2. Microsoft will provide an automated zone redundant approach to deploy the NatGateway similar as we have it for the Standard LoadBalancer. This is not yet there (even NatGateway at all is currently not GA) and we don't know if and when something like that will be available.

So for now I see only option 1. as short term solution, but with more effort to enable redundant NatGateways. That's probably also the only option which Gardener fully control. Option 2. would mean wait and go on for now without NatGateway HA. This will be anyways an optional feature and therefore we can reason, if zone redundant reliable Nating is required please go with Standard LoadBalancer.

But as I mentioned. AvailabilitySet are also a valid HA mechanism for machines and in this case we will always have just one subnet and therefore only one NatGateway (expect when multiple NatGateways are allowed to be attached to one subnet).

So how to proceed? @vlerenc, @rfranzke WDYT?

[vlerenc]

Well, "(1) larger effort" and "I see only (1) as short term solution" doesn't fir together for me. ;-)

Considering what you wrote, I would then do (2), i.e. sit it out and hope nobody escalates before MS/Azure changes that. If MS/Azure offers cross-AZ subnets and has "zone-aware LBs" then I would expect that for all resources as well. AWS does it differently and scopes by zone.

[dkistner]

Well, "(1) larger effort" and "I see only (1) as short term solution" doesn't fir together for me. ;-)

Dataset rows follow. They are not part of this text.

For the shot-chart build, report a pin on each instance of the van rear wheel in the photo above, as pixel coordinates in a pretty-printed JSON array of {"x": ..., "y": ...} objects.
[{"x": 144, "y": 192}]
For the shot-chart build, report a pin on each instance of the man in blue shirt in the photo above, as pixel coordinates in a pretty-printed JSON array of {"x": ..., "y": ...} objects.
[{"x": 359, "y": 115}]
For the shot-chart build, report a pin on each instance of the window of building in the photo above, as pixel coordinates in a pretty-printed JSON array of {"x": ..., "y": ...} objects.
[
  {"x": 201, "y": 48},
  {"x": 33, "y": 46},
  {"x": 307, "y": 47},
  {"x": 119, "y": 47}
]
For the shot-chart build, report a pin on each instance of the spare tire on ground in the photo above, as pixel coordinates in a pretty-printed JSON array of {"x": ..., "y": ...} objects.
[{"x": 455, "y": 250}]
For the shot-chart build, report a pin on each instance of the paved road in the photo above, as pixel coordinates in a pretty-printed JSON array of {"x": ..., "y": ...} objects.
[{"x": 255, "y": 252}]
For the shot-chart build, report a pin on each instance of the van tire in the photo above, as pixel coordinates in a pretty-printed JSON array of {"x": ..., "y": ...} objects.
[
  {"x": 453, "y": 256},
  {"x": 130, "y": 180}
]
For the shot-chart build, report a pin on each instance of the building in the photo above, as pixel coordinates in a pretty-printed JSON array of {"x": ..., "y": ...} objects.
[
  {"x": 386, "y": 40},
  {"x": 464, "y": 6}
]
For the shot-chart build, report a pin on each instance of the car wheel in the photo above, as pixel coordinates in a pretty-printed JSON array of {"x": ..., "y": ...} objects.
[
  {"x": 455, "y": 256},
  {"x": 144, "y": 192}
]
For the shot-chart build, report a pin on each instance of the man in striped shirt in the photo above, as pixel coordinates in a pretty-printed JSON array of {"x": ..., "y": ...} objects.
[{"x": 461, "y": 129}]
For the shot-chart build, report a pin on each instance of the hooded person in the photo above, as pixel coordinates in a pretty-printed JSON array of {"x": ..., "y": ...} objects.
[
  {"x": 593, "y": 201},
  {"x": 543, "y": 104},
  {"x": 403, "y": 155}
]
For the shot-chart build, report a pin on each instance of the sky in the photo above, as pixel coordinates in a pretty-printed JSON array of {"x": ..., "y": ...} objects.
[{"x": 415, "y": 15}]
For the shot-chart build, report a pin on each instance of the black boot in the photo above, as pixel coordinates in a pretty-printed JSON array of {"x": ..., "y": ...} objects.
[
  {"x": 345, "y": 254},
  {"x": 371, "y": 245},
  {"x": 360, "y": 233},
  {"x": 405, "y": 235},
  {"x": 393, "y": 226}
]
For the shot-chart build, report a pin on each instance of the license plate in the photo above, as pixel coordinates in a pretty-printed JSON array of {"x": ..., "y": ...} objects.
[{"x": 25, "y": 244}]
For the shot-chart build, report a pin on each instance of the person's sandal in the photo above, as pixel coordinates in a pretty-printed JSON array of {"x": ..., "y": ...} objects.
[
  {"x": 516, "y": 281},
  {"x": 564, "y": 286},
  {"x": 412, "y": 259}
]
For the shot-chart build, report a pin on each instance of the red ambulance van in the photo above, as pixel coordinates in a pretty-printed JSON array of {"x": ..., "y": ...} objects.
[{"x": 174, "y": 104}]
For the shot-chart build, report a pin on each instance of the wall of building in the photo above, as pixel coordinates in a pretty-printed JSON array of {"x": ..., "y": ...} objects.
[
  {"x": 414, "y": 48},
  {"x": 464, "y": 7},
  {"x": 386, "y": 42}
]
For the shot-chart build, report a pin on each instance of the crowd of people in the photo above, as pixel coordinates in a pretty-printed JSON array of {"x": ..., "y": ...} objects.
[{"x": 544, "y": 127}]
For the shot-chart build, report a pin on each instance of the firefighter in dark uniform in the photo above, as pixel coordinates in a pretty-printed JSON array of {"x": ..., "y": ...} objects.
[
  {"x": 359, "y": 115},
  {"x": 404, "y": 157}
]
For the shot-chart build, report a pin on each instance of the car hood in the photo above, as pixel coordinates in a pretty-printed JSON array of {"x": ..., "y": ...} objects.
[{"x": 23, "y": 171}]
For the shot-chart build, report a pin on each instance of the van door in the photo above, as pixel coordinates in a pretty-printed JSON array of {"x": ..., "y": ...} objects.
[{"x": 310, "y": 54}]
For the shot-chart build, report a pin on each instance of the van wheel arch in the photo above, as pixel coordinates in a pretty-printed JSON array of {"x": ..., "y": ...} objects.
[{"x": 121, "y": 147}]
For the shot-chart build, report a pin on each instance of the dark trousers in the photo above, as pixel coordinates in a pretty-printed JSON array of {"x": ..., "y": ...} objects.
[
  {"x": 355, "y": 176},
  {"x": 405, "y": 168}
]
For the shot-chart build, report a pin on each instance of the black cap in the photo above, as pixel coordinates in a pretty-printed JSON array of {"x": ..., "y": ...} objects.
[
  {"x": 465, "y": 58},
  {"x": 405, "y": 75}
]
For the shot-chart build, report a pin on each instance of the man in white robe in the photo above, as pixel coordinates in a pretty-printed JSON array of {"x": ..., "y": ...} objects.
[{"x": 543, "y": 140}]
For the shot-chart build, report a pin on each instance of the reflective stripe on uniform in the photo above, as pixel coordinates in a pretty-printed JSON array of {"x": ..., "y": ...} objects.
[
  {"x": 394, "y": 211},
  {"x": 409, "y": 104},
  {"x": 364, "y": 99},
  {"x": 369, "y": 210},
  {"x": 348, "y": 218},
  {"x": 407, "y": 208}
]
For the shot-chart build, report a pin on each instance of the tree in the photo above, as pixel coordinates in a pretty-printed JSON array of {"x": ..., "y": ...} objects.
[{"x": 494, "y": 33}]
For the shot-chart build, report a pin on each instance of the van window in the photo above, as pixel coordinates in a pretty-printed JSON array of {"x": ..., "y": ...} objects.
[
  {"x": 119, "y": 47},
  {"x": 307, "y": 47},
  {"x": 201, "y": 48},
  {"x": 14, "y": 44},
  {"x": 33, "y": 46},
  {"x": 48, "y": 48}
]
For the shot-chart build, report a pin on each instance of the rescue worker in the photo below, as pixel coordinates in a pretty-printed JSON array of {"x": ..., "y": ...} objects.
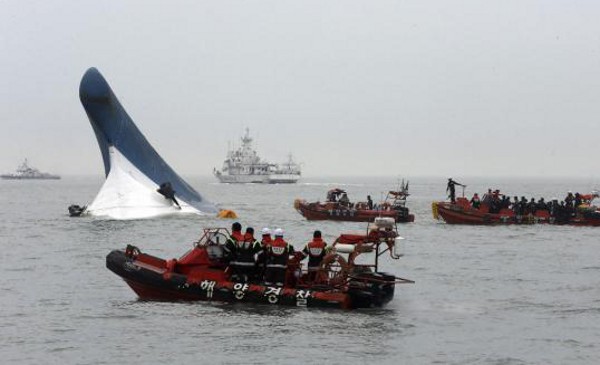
[
  {"x": 487, "y": 197},
  {"x": 570, "y": 200},
  {"x": 532, "y": 206},
  {"x": 239, "y": 250},
  {"x": 261, "y": 258},
  {"x": 475, "y": 202},
  {"x": 315, "y": 250},
  {"x": 450, "y": 188},
  {"x": 369, "y": 202},
  {"x": 231, "y": 243},
  {"x": 246, "y": 249},
  {"x": 166, "y": 190},
  {"x": 578, "y": 200},
  {"x": 278, "y": 254},
  {"x": 541, "y": 205},
  {"x": 344, "y": 201}
]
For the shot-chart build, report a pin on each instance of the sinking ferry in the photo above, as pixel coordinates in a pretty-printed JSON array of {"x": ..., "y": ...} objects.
[{"x": 139, "y": 183}]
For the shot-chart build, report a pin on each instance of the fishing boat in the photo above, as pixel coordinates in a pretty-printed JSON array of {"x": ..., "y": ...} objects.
[
  {"x": 462, "y": 212},
  {"x": 26, "y": 172},
  {"x": 337, "y": 207},
  {"x": 245, "y": 166},
  {"x": 202, "y": 273}
]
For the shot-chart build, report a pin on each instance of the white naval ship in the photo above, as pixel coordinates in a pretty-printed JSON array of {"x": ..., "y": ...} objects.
[
  {"x": 25, "y": 172},
  {"x": 245, "y": 166}
]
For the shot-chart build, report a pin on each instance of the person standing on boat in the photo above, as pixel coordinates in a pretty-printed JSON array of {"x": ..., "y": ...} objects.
[
  {"x": 166, "y": 190},
  {"x": 315, "y": 250},
  {"x": 261, "y": 258},
  {"x": 278, "y": 255},
  {"x": 475, "y": 202},
  {"x": 344, "y": 201},
  {"x": 245, "y": 250},
  {"x": 230, "y": 247},
  {"x": 451, "y": 189}
]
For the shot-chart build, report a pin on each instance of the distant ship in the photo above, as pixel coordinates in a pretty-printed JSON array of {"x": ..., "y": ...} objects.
[
  {"x": 25, "y": 172},
  {"x": 244, "y": 166}
]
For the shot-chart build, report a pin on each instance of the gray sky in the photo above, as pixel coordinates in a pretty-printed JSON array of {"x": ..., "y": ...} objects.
[{"x": 349, "y": 87}]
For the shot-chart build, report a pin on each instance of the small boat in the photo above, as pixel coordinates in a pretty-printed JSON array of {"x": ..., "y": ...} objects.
[
  {"x": 25, "y": 172},
  {"x": 462, "y": 212},
  {"x": 201, "y": 274},
  {"x": 245, "y": 166},
  {"x": 136, "y": 175},
  {"x": 338, "y": 209}
]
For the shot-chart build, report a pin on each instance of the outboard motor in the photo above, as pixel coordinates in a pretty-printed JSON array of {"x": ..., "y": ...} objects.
[{"x": 76, "y": 210}]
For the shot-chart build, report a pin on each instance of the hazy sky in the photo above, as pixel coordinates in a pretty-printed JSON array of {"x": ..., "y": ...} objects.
[{"x": 349, "y": 87}]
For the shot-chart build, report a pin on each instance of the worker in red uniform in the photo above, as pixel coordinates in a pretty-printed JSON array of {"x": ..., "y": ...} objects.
[
  {"x": 241, "y": 250},
  {"x": 278, "y": 254},
  {"x": 261, "y": 258},
  {"x": 315, "y": 250}
]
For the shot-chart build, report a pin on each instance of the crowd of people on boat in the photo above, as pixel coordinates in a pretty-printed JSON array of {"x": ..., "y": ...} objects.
[
  {"x": 266, "y": 260},
  {"x": 341, "y": 197},
  {"x": 495, "y": 201}
]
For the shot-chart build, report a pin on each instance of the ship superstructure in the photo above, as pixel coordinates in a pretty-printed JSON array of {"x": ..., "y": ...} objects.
[
  {"x": 26, "y": 172},
  {"x": 243, "y": 165}
]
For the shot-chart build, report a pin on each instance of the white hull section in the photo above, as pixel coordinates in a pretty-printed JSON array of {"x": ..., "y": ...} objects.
[
  {"x": 258, "y": 179},
  {"x": 129, "y": 194}
]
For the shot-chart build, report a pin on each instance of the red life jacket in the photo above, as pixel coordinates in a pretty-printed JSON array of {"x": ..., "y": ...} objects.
[
  {"x": 237, "y": 235},
  {"x": 278, "y": 253},
  {"x": 316, "y": 248},
  {"x": 266, "y": 241},
  {"x": 278, "y": 247}
]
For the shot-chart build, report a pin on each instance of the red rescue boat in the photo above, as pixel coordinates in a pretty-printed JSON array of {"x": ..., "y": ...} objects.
[
  {"x": 202, "y": 275},
  {"x": 340, "y": 209},
  {"x": 462, "y": 212}
]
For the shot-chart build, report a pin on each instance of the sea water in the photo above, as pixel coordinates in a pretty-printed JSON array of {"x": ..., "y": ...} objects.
[{"x": 483, "y": 295}]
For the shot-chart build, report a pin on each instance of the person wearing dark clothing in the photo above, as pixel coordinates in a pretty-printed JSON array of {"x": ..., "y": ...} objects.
[
  {"x": 239, "y": 250},
  {"x": 166, "y": 190},
  {"x": 487, "y": 197},
  {"x": 475, "y": 202},
  {"x": 244, "y": 262},
  {"x": 278, "y": 254},
  {"x": 369, "y": 202},
  {"x": 523, "y": 206},
  {"x": 578, "y": 200},
  {"x": 451, "y": 189},
  {"x": 515, "y": 205},
  {"x": 315, "y": 250},
  {"x": 261, "y": 257},
  {"x": 344, "y": 201},
  {"x": 505, "y": 202},
  {"x": 570, "y": 200},
  {"x": 532, "y": 206},
  {"x": 541, "y": 205}
]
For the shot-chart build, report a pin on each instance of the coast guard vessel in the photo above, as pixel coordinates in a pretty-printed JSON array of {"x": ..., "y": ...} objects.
[
  {"x": 245, "y": 166},
  {"x": 25, "y": 172}
]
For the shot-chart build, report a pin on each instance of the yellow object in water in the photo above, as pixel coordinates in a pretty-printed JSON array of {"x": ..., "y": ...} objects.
[{"x": 226, "y": 213}]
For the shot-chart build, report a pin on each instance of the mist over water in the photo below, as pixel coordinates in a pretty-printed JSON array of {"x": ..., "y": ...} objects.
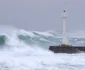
[{"x": 28, "y": 50}]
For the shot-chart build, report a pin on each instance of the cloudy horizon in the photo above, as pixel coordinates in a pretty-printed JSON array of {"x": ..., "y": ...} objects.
[{"x": 42, "y": 15}]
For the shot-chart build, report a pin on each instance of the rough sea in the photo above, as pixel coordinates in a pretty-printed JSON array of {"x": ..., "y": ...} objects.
[{"x": 28, "y": 50}]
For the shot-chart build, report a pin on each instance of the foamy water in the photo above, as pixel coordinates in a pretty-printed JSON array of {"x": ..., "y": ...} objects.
[{"x": 28, "y": 50}]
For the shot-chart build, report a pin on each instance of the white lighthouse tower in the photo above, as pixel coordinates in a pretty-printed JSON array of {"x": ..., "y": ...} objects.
[{"x": 65, "y": 38}]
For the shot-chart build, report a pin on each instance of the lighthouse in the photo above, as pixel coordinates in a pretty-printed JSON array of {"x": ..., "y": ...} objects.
[{"x": 65, "y": 40}]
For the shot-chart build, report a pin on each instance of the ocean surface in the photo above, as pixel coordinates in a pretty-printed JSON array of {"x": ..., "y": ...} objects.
[{"x": 28, "y": 50}]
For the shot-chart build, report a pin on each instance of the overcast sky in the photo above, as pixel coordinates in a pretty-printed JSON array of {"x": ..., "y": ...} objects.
[{"x": 42, "y": 15}]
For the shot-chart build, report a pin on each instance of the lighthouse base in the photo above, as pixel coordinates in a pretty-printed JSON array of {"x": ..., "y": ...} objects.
[{"x": 67, "y": 49}]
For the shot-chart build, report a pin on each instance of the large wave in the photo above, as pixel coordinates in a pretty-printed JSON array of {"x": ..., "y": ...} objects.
[
  {"x": 28, "y": 50},
  {"x": 42, "y": 39}
]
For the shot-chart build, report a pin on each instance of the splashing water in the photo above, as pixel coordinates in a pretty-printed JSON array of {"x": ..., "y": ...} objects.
[{"x": 28, "y": 50}]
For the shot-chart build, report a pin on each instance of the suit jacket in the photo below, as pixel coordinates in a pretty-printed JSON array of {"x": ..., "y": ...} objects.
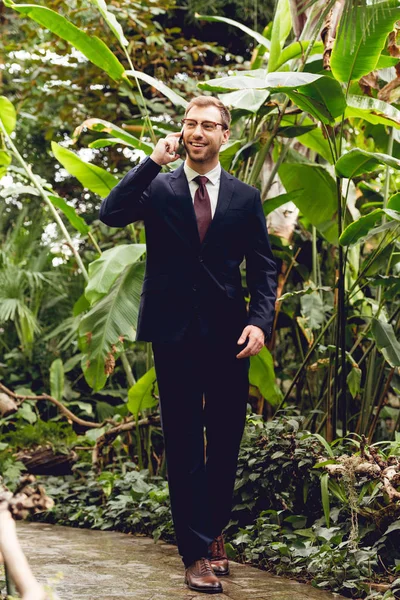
[{"x": 184, "y": 278}]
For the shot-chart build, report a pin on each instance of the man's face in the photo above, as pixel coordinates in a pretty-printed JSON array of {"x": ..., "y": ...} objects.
[{"x": 203, "y": 146}]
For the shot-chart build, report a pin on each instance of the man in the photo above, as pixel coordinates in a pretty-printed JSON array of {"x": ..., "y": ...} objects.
[{"x": 201, "y": 222}]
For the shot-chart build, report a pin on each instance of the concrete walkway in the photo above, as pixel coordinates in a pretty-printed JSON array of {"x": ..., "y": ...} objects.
[{"x": 101, "y": 565}]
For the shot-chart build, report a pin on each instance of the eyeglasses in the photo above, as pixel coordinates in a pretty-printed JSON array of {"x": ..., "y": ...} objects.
[{"x": 208, "y": 126}]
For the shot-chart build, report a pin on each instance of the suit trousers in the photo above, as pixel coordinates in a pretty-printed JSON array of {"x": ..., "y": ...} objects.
[{"x": 203, "y": 391}]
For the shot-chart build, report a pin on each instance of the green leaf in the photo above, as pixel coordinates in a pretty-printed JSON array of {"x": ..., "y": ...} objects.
[
  {"x": 248, "y": 100},
  {"x": 350, "y": 61},
  {"x": 357, "y": 161},
  {"x": 291, "y": 131},
  {"x": 272, "y": 81},
  {"x": 262, "y": 375},
  {"x": 229, "y": 151},
  {"x": 385, "y": 62},
  {"x": 316, "y": 141},
  {"x": 322, "y": 98},
  {"x": 273, "y": 203},
  {"x": 107, "y": 127},
  {"x": 318, "y": 202},
  {"x": 104, "y": 271},
  {"x": 263, "y": 41},
  {"x": 385, "y": 338},
  {"x": 8, "y": 116},
  {"x": 325, "y": 497},
  {"x": 109, "y": 322},
  {"x": 69, "y": 211},
  {"x": 5, "y": 158},
  {"x": 175, "y": 98},
  {"x": 323, "y": 442},
  {"x": 359, "y": 228},
  {"x": 281, "y": 27},
  {"x": 94, "y": 178},
  {"x": 298, "y": 49},
  {"x": 312, "y": 309},
  {"x": 354, "y": 381},
  {"x": 372, "y": 110},
  {"x": 92, "y": 47},
  {"x": 26, "y": 412},
  {"x": 144, "y": 393},
  {"x": 57, "y": 379},
  {"x": 394, "y": 202},
  {"x": 111, "y": 21}
]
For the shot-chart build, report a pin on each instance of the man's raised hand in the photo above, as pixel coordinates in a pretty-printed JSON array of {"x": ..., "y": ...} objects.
[
  {"x": 166, "y": 149},
  {"x": 256, "y": 341}
]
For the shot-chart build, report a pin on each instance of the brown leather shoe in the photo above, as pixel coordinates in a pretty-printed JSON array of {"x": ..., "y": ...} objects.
[
  {"x": 200, "y": 577},
  {"x": 219, "y": 560}
]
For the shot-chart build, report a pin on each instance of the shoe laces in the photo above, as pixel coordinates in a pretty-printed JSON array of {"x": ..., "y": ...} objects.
[
  {"x": 218, "y": 546},
  {"x": 205, "y": 567}
]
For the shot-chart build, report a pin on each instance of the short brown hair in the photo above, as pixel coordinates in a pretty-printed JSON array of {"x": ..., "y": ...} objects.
[{"x": 211, "y": 101}]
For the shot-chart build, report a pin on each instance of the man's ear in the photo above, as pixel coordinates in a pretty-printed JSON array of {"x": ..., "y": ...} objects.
[{"x": 227, "y": 134}]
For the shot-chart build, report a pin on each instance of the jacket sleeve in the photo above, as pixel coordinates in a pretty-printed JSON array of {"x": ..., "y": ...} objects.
[
  {"x": 126, "y": 202},
  {"x": 261, "y": 272}
]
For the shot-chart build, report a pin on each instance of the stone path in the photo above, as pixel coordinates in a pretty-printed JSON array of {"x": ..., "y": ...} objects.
[{"x": 101, "y": 565}]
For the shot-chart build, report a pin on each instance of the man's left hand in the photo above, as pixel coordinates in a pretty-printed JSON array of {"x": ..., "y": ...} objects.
[{"x": 255, "y": 343}]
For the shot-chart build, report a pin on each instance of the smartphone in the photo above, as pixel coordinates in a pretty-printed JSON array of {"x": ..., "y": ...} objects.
[{"x": 181, "y": 146}]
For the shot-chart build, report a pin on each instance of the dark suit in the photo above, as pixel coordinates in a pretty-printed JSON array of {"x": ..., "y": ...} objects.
[{"x": 193, "y": 310}]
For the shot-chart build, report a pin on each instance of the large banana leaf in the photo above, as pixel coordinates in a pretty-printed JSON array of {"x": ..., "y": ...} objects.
[
  {"x": 281, "y": 27},
  {"x": 260, "y": 79},
  {"x": 111, "y": 321},
  {"x": 69, "y": 211},
  {"x": 350, "y": 61},
  {"x": 322, "y": 98},
  {"x": 248, "y": 100},
  {"x": 144, "y": 393},
  {"x": 318, "y": 203},
  {"x": 262, "y": 375},
  {"x": 319, "y": 95},
  {"x": 92, "y": 47},
  {"x": 296, "y": 50},
  {"x": 357, "y": 161},
  {"x": 263, "y": 41},
  {"x": 385, "y": 337},
  {"x": 372, "y": 110},
  {"x": 95, "y": 178},
  {"x": 104, "y": 271},
  {"x": 107, "y": 127},
  {"x": 8, "y": 116},
  {"x": 357, "y": 230},
  {"x": 111, "y": 22},
  {"x": 316, "y": 141},
  {"x": 175, "y": 98}
]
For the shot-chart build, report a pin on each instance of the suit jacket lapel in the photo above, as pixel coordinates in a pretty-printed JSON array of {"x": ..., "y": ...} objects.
[
  {"x": 224, "y": 198},
  {"x": 182, "y": 217}
]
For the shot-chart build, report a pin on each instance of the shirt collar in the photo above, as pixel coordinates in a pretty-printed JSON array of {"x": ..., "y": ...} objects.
[{"x": 213, "y": 175}]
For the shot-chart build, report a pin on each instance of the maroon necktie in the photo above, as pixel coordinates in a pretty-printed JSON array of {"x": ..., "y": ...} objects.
[{"x": 202, "y": 206}]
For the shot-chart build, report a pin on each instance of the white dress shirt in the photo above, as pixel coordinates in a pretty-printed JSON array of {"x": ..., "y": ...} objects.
[{"x": 214, "y": 177}]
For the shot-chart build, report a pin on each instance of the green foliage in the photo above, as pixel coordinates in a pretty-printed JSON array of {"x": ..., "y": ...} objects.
[
  {"x": 56, "y": 433},
  {"x": 277, "y": 522},
  {"x": 91, "y": 46},
  {"x": 352, "y": 61}
]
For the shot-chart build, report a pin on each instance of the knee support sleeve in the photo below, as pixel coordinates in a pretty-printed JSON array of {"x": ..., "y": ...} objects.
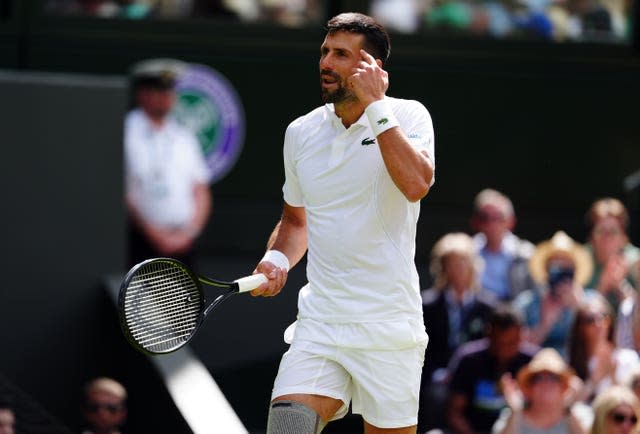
[{"x": 290, "y": 417}]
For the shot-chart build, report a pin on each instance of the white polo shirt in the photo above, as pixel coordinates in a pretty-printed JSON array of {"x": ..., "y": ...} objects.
[
  {"x": 162, "y": 166},
  {"x": 361, "y": 228}
]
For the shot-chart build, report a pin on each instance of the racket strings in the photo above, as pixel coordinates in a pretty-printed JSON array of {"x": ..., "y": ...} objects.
[{"x": 162, "y": 306}]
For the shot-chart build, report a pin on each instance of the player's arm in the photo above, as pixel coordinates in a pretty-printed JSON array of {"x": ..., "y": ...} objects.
[
  {"x": 410, "y": 169},
  {"x": 289, "y": 237}
]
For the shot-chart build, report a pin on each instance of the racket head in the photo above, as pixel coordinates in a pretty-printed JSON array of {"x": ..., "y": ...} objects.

:D Sorry for the misleading statements. I meant I see more implementation efforts for (1) because of the change in the network layout and the migration logic to move machines from one subnet to another.Of course we could do that. With short term I mean maybe within weeks, for (2) I do not know. I can only estimate and I would guess months...

I'm also for (2) in general because we still have the Standard LoadBalancer with zone redundancy which should be sufficient for most cases.

[larsdannecker]

Thanks @dkistner.

Since users that deploy to multiple AZs want to do that for availability reasons, we should definitely have one NAT GW per zone, otherwise we introduce singletons and break the main motivation to go for AZs in the first place. We will never be able to explain/motivate this decision when push comes to shove.

Enforcing NAT GWs for AvSet-based clusters is acceptable, because we don't want to go on with AvSet-based clusters as of today for two main reasons:

1. When an AvSet gets a nervous break-down, it's similar to loosing a zone (not really, but if the cluster is set up in this way, at least kind of), and the rest of the cluster is not going down as well.
2. When the user want's to modernise a cluster, we need another AvSet for the new hardware.
   So, if the logical chain is as follows: multiple AvSets require STD LBs that require NAT GWs, then so be it. The above goals justify this or else AvSet clusters remain very brittle/troubled. We want to change that more than anything else here (frankly, even more than stable outbound IPs).

The plan above also makes a lot of sense in regards to the TF bug. Maybe MS could help here fixing it, or we, or we could use the native SDKs, but "sitting it out" is absolutely fair, especially given all the work we have to do.

Hi @vlerenc
what about data centers that are requiring AVsets?

[dkistner]

The step 3 to make the NatGateway usable in combination with AvailabilitySets will be probably not be implemented as we are planning to deprecate AvailabilitySet based clusters and replace them with clusters based on VirtualMachineScaleSet Orchestration mode VM (VMO) in the mid term. Those cluster will be out of the box compatible with NatGateway.